Two of us remained best friends throughout high school, and after, until he was killed two years ago in Iraq. The other friend actually moved away our senior year (his mom got all religious and freaked out and moved the family to Utah). Last I heard, he was a software developer in Arizona with a wife and three kids.

The West Memphis Three is just a reminder that the justice system can be a complete farce at times.
 
Finally finished watching Part 3 today. The evidence seems to point toward Terry Hobbs, though it doesn't seem the state of Arkansas has a lot of zeal to re-open the case.

I was also impressed by how articulate and introspective Jason Baldwin was at the end, though I guess he had plenty of time to read during his time in prison. Then again, it's possible that closing monologue could have been written for him by any number of people.
 
Just watched the HBO documentary last night. I am blown away. I didn't know anything about this case until now, and I'm usually a fairly voracious defender of the accused in general.

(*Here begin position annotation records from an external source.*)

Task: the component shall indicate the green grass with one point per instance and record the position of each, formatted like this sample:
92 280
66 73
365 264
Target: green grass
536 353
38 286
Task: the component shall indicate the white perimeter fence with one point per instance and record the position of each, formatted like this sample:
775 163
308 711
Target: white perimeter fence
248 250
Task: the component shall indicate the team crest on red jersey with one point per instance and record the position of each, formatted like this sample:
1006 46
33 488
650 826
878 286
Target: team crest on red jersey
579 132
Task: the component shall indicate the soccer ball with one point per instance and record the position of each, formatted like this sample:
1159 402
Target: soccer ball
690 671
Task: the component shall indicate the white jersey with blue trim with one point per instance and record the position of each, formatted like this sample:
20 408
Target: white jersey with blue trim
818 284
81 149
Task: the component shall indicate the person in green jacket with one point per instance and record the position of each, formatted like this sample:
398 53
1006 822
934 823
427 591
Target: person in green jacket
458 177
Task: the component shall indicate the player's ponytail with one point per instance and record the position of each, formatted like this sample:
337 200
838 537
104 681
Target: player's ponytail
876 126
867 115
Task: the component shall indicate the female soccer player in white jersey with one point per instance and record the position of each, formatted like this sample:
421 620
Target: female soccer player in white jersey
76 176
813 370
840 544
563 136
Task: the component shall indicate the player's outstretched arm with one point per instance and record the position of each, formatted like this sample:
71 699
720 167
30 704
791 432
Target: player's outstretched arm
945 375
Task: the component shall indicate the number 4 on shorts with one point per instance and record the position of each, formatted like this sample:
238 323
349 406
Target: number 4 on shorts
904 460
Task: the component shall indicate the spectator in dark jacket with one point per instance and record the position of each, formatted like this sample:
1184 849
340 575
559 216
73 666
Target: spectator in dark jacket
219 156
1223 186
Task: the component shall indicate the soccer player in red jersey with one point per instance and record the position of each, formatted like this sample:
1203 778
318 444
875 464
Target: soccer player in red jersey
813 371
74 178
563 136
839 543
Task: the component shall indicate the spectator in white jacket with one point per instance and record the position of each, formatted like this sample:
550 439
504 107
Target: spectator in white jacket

There is no way in hell that those three kids did it. No way. None of it adds up, and it is completely antithetical to what common sense now tells us about motive and so forth. I recall the "devil worship" hysteria in the 1990s, and a lot of the same kind of stuff was used in the Willingham case.

Echols and Baldwin are more articulate than I am. Just normal, educated guys. Misskelley is, well, "mildly retarded," as they said in the film. It's almost shocking to see the three men today and imagine that the former two hung out with him. It just doesn't fit. But that's teen-agers for you.

Echols spent the last 18 years on death row. That's chilling. Hell, even if he had actually done it when he was 16, and turned into the man I watched in that documentary last night, I can't think of any way to justify putting him to death.